As criteria for improvement and worsening, rates of score changes were calculated, for the questionnaires applied before and after the group intervention.

We performed a descriptive analysis for all the study variables. The analyses were performed by ANOVA to determine differences. To see which variables differed, the non-parametric Wilcoxon and Mann Whitney tests were applied. The significance level used for the tests was 0.05.

RESULTS

Our sample consisted mainly of females (67%), married (43%), with a mean age of 42.3 ± 5.8 years. In relation to socioeconomic classification, there was a predominance of the category low (1/2 to 2 minimum wages). More than half of the sample belonged to this socioeconomic level (55.7%). In relation to current occupation, 46% (n= 12) of the patients were inactive (disability insurance). The mean pain time of these patients before joining the group was 8 ± 2.5 months. No patients were lost to follow-up.

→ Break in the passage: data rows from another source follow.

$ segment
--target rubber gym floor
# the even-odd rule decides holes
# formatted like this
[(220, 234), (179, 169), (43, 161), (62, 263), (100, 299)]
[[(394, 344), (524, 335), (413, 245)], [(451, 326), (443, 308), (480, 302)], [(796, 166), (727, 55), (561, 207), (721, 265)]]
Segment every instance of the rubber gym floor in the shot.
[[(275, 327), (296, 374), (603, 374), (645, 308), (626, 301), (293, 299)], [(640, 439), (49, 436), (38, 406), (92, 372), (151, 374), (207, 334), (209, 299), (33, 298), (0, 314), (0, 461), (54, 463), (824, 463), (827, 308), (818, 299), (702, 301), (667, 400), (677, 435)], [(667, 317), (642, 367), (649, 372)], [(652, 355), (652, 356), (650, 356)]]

Other data regarding the sociodemographic and clinical profile are shown in Table 2.

Table 2 Characterization of sociodemographic and clinical profile of the study group (n= 26). 

Variable N Mean and standard deviation ( ± ) %
Education 26 7 ± 4.5 years
Weight 26
50-60kg 38.4
61-70kg 34.6
>70kg 27
Height 26 1.62 ± 10.8 m
Pain Duration 26 8 ± 6.8 meses
Number of Surgeries 2.2
Employment Status 26
Formal Working 7.9
Disability Insurance 46
Retired 26.9
Informal Working 19.2

Regarding pain and fear of movement, the table below (Table 3) shows a comparison between the pre and post-intervention periods.

Table 3 Mean values according to the Tampa Scale of Kinesiophobia (TSK) and Brief Pain Inventory (BPI) pre-and-post-group intervention (n= 26). 

Instruments Initial evaluation average and SD ( ± ) Average reevaluation and SD ( ± ) P-Value
BPI
Pain Intensity 9.04 ± 2.3 6.30 ± 3.45 0.03*
Pain interference with general activity
Mood 8.35 ± 3.04 6.50 ± 2.04 0.04*
Ability to walk 7.32 ± 2.50 6.60 ± 3.67 0.06
Sleep 9.35 ± 1.98 5.20 ± 2.72 0.03*
Work 8.50 ± 2.35 6.12 ± 4.09 0.05*
Personal relationship 5.65 ± 3.25 2.93 ± 1.99 0.04*
Enjoyment of life 6.50 ± 3.50 3.81 ± 1.86 0.06
TSK 49.5 ± 6.73 26.4 ± 5.82 0.03*

Table Caption: BPI - Brief Pain Inventory; TSK - Tampa Scale of Kinesiophobia.* P ≤0.05 - Wilcoxon non-parametric test

The relationship between perceived quality of life in the pre- and post-intervention periods is shown in the figure below (Figure 1).

Figure 1 Distribution (%) of the domains (physical, psychological, social relations, environment) of quality of life, pre- and post-intervention. 

The levels of anxiety and depression decreased after the interdisciplinary intervention, (Figure 2) showing statistical difference (p <0.05, ANOVA test).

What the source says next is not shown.